Dr Frederick Attenborough
Dr Frederick Attenborough is the executive director of communications and research at the Free Speech Union.
Something strange is happening to Britain’s foreign policy discourse. It’s not just that ideology is drifting from reality – a familiar enough feature of the post-Blair era – but that the performance of strategy now seems to matter more than the strategy itself. Nowhere is this clearer than in Keir Starmer’s attempt to assemble an appropriately Blairite-sounding ‘coalition of the willing’ to ‘keep the peace’ in Ukraine.
According to the Telegraph, this plan has been dismissed by senior military sources as “political theatre”, with one stating bluntly: “There’s no military sense in it.”
Another was more specific. “There are about 700,000 Russians in and around Ukraine and over a million Ukrainians under arms,” he noted, before asking, incredulously: “What is a 10,000-international force based in the west of the country over 400km from the frontline meant to do? What is the mission? What is its legitimacy? What are the rules of engagement? How it is commanded, supplied and housed? How long is it there for and why? No one knows.”

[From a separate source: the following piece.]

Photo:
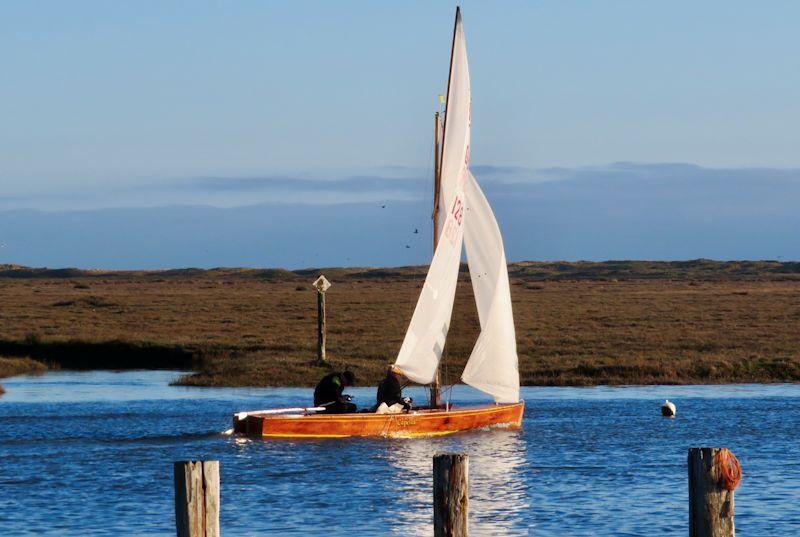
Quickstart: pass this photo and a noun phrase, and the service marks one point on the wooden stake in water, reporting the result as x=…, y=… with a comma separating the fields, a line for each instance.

No one knows, no. But, heck, it sure sounds good – and Labour focus groups have no doubt indicated it’s playing well in the marginals.
Alas, the mistake both officials made was to assume this was ever to be assessed in operational terms. Because as another, decidedly on-message army source goes on to explain, the coalition is less about actuality than about “galvanising political signalling of our enduring commitment to Ukraine’s security”.
Galvanising political signalling of our enduring commitment to Ukraine’s security. This is language unmoored from material reality; the grammar of geopolitics (‘galvanising support for Ukraine’s security’) now detached from the logic of war by two participles, two adjectives, and three possessive constructions that leave us with… well, nothing, really.
There’s a striking resemblance here to the kind of ideological optimism that flourished in Stalin’s USSR, where facts were subordinated to slogans and failed agricultural plans were propped up by elaborate declarations of revolutionary intent. You could almost play a party game with this kind of rhetoric. Just replace the contemporary nouns, preserve the syntax and tone, and you’re back in a Lysenko-era press release.
So instead of this quote from the Telegraph:
A senior army source said that while he was confident the military would be able to plan something to work within Mr Trump’s Easter deadline, it remained a “political and diplomatic question” over whatever plan the coalition of the willing came up with was actually executed. He said the coalition was more about “galvanising political signalling of our enduring commitment to Ukraine’s security”, and added that the discussions of the RAF providing air cover were the most “credible” part of talks within the coalition.
We get:
A senior Soviet scientist said that while he was confident model farms on the Soviet Creative Darwinism field laboratory could grow arable crops to work within Stalin’s Easter deadline, it remained a “political and diplomatic question” over whatever plan the politburo came up with for actually feeding the masses. He said the regime’s neo-Lamarckian rejection of Mendelian genetics was more about “galvanising proletarian signalling of our enduring commitment to communism”, and added that the discussions of the military providing food parcels in the event of famine was the most “credible” part of talks ongoing within the Central Committee.
In both cases, the narrative has to be in place before reality arrives – because it never will. And in the meantime, there are various audiences to impress: in Lysenko’s case, the Western world; in ours, NATO and the US.
Starmer may or may not believe that “galvanising political signalling” will do anything to silence the meat grinder. But in the meantime, it usefully positions him as a serious international statesman. Churchillian in affect, if not in effect.
Never before has the phrase ‘theatre of war’ seemed so apposite.